Applications of BBa_K644000
User Reviews
UNIQe1741845065031fd-partinfo-00000000-QINU UNIQe1741845065031fd-partinfo-00000001-QINU
UCSF iGEM 2015
Eleanor Amidei
Our project this year included a clustering element, so we looked at Mgfp-5, Hwp1, and E. Cadherin. We began by testing them by using the parameters UCSF 2011 laid out. What we found was that everything clustered after 24 hours, indicating that maybe it was more about population density than actual clustering. We tested the clustering protein at different population densities to test this theory. Higher densities clustered more easily than lower density cultures. We then transformed them into our own strain of yeast, CB008BD, a knockout strain without Bar 1. We again followed similar parameters to UCSF 2011 but included a CB008DB strain as a control. Again, we found that after 24 hours, everything began to cluster. Though there was a difference between calcium concentrations, there was not much difference between CB008DB and E. Cadherin. Also, we sequenced the protein in pCTCON and the results showed many stop codons scattered within the data. That led us to believe that this E. Cadherin gene is not functional.
Base Procedure:
1. Grow strains in 1% S-Raffinose
2. Transfer to 2% S-Galactose (Used 1% before like UCSF 2011, but discovered 2% was more effective/ the internet told us to.)

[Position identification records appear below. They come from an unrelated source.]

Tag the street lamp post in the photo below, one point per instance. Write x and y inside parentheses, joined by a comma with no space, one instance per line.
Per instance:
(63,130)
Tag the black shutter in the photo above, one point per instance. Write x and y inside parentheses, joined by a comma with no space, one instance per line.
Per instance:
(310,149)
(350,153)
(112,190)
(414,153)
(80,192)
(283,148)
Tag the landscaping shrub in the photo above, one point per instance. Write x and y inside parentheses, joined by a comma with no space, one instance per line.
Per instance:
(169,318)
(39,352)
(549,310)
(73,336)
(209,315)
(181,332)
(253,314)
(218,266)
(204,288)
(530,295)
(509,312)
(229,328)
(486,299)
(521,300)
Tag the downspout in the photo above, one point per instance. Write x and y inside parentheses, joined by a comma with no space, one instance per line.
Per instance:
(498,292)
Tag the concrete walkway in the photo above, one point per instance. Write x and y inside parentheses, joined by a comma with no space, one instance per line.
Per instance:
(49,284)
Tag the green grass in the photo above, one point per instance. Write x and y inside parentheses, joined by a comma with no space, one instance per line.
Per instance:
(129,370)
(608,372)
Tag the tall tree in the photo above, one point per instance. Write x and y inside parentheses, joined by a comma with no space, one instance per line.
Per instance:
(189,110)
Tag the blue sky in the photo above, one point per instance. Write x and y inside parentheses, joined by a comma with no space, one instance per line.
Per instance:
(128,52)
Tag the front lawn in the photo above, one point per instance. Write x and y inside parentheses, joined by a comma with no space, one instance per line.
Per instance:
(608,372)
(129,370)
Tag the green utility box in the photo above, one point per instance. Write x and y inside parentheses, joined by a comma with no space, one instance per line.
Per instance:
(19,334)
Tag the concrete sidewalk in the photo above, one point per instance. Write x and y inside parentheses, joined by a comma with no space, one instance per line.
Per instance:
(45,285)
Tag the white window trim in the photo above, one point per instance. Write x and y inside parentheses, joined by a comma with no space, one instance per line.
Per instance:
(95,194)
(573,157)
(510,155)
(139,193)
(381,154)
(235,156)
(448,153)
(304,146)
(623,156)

2.5 Dilute to desired OD (LD - .001 HD - .1, our project experiment - 0.015)
3. Induce with different Calcium(CaCl2) concentrations (0, 1mM, 2mM)
4. Take time points (they vary 0,2,4,6,8,24 or 0,1.5, 3, 6, 8, 24)
5. Microscopy!
- We followed the guidelines set by UCSF 2011 but altered them to function better. The concentrations/procedure listed above are what we used generally throughout our preliminary testing phase, but it varied a bit from experiment to experiment.